From whence come wars and fightings among you? come they not hence, even of your lusts that war in your members? (James 4:1)

"Wars" have to do with the wars of nations. "Fightings" have to do with little skirmishes-that little fight you had in the church-you remember?

"Come they not hence, even of your lusts that war in your members?" You wanted to have your own way. "Lusts that war in your members" are actually sensual pleasures. Strife and turmoil are created by conflicts and the overweening demands of the members of the body for satisfaction.

Ye lust, and have not: ye kill, and desire to have, and cannot obtain: ye fight and war, yet ye have not, because ye ask not. (James 4:2)

Selfish desires, James makes it very clear, lead to war. This spirit of strife is worldliness; it is not Christian, and it is not the Christian approach. These are the things which represent the old nature. A man must be regenerated by faith in Christ and be indwelt by the Holy Spirit.

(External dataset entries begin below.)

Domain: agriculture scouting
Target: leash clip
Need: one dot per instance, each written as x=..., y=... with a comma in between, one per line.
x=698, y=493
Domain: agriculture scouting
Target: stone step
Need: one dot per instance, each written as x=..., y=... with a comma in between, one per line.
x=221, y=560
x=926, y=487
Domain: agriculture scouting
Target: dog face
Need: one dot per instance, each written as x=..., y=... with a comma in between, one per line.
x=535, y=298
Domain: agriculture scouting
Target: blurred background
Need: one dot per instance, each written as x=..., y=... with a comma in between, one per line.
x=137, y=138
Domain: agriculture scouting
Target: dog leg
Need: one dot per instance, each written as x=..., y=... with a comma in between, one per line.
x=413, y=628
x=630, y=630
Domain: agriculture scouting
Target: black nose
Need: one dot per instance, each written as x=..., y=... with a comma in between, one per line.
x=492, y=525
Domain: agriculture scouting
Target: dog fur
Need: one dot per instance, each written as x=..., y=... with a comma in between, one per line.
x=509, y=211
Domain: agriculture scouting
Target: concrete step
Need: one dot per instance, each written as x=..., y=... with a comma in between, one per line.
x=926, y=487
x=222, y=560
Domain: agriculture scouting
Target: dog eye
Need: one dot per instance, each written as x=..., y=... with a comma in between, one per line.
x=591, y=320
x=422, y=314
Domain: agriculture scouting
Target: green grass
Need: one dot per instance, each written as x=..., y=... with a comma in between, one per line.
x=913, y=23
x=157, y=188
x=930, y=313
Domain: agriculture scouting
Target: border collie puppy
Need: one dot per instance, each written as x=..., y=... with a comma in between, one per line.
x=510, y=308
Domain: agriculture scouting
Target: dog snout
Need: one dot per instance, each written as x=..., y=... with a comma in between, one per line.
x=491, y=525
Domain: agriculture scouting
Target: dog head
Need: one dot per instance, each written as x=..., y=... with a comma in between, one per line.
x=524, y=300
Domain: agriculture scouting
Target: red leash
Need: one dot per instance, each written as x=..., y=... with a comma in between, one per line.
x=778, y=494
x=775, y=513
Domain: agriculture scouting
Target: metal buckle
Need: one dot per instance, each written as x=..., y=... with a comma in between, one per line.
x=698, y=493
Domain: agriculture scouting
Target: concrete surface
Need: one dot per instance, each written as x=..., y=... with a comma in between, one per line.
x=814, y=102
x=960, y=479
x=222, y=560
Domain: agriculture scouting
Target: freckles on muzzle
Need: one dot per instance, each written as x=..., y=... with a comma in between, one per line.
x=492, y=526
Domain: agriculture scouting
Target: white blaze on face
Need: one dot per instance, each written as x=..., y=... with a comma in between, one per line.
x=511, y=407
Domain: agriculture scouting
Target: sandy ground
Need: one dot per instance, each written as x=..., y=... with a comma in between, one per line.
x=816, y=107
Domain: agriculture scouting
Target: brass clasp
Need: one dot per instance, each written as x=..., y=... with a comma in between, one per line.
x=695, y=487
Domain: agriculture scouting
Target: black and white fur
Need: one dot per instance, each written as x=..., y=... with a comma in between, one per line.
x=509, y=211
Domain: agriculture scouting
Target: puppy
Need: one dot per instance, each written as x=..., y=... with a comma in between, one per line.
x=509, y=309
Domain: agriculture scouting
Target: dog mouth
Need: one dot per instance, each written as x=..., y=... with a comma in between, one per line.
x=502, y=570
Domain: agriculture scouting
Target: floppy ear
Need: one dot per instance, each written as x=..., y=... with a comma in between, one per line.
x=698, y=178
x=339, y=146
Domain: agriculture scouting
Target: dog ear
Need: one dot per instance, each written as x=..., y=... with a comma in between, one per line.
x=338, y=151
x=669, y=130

What James describes here is the spirit of the world. When the spirit of the world gets into the church, you have a worldly church. My friend, do you think it is bad out on the battlefield? Did you think it was bad in Vietnam? Well, it was, but inside some churches and inside the hearts of some individuals it is just as bad. In the business world there is dog-eat-dog competition — that is worldliness. Political parties split, and one group becomes pitted against another. As capital and labor meet around the conference table, there is a battle going on. In the social world there are climbers on the social ladder who are stepping on the hands of others as they go up. In your neighborhood and mine one family does not speak to another family. Within families there are quarrels, brother against brother. Then that spirit gets into the church. That, my friend, is worldliness.